Vulcabras' results for the first half were mixed. Operating revenues declined by 3.1 percent to R$891.7 million (€336.2m-$442.0m), with a drop of 9.4 percent in domestic sales to R$664.7 million (€250.7m-$329.5m), but the total number of pairs sold by the Brazilian company rose by 3.5 percent to 18.0 million. Total sales of athletic shoes rose to 9.4 million from 9.2 million in the year-ago period.

The gross margin improved to 23.9 percent from 15.5 percent in spite of a provision of R$9 million (€3.4m-$4.5m) for obsolete inventories of raw materials and components.

The Ebit margin continued to be negative, but the operating loss improved to 6.6 percent of sales from 11.5 percent in the first half of 2011, thanks in part to lower operating expenses. Advertising expenses were equal to 14.2 percent of gross operating revenues in the first half, but the budget was reduced to 12.8 percent of sales in the second quarter.

The results before amortization (Ebitda) showed a small positive margin of 0.9 percent against a negative margin of 4.6 percent, but after paying higher interest charges on its debt, Vulcabras still posted a net loss of R$182.8 million (€68.9m-$90.6m) for the period, widening the R$111.9 million loss of the first half of 2011.

Vulcabras owns the Olympikus brand and has a contract for Reebok in Brazil and two other Latin American countries. The group's deliveries of sports shoes in the domestic market rose by 8.3 percent to 7.2 million pairs, but their average price declined by 17.2 percent to R$63.42 (€23.90-$31.40) per pair, leading to a drop in their value to R$458.0 million (€172.8m-$227.0m) for the six-month period.

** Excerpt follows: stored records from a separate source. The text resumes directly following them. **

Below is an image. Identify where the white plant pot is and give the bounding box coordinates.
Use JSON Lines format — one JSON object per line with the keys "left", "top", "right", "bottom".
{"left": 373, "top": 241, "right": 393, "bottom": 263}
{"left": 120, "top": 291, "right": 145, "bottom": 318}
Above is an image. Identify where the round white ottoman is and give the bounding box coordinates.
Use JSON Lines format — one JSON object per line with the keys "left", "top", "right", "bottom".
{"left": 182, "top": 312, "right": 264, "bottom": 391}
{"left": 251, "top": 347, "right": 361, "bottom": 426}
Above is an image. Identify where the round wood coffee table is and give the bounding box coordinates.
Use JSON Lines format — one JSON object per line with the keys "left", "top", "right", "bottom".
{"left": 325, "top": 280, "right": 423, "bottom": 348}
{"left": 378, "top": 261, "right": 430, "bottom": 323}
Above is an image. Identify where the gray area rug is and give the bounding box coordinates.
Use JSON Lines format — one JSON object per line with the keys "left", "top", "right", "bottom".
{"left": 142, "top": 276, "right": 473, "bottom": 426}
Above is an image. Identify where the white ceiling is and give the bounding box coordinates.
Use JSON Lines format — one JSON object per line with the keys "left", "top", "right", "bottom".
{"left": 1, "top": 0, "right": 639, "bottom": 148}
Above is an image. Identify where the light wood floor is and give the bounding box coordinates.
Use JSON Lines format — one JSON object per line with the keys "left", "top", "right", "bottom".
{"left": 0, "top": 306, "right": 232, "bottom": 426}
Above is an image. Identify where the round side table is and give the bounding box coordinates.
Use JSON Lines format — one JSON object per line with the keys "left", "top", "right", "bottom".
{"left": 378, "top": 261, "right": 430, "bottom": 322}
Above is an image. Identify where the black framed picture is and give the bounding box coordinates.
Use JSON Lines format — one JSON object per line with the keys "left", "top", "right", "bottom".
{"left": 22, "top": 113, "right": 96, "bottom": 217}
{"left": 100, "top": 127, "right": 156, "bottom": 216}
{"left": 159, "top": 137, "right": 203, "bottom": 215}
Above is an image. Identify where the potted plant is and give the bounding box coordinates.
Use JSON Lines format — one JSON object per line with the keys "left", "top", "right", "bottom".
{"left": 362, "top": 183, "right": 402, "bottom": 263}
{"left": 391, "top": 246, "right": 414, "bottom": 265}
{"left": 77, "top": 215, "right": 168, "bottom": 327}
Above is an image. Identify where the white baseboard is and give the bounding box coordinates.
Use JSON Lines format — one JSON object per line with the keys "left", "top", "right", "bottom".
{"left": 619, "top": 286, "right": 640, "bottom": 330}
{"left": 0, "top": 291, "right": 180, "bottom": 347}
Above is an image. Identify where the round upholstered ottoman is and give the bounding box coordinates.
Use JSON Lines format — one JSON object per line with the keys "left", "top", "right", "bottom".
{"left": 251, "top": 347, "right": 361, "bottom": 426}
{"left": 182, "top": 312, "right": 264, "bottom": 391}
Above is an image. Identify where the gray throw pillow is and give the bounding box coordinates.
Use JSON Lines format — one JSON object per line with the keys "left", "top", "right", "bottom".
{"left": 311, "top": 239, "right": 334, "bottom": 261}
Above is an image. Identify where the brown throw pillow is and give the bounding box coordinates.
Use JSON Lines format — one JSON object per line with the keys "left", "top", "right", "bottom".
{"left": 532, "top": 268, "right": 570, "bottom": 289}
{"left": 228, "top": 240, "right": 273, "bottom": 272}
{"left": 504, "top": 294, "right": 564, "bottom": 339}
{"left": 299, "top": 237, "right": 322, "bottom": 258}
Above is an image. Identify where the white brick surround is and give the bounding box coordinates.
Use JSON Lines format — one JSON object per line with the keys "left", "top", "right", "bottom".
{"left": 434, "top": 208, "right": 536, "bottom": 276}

Here again, the second quarter recorded a sales increase of 25.9 percent in terms of volume.

The group's sales of sandals, boots and other women's shoes in the domestic market, notably under the Azaleia and Dijean brand names, went up by 1.4 percent in volume to 6.9 million pairs, although their average price declined by 3.7 percent. Volumes were up by 20.8 percent in the second quarter, however.

Meanwhile, the management of Vulcabras continues to work on a new business plan following the resignation on July 30 of its chief executive, Milton Cardoso, and the appointment of a new management consultant, Galeazzi & Associados (more in Shoe Intelligence).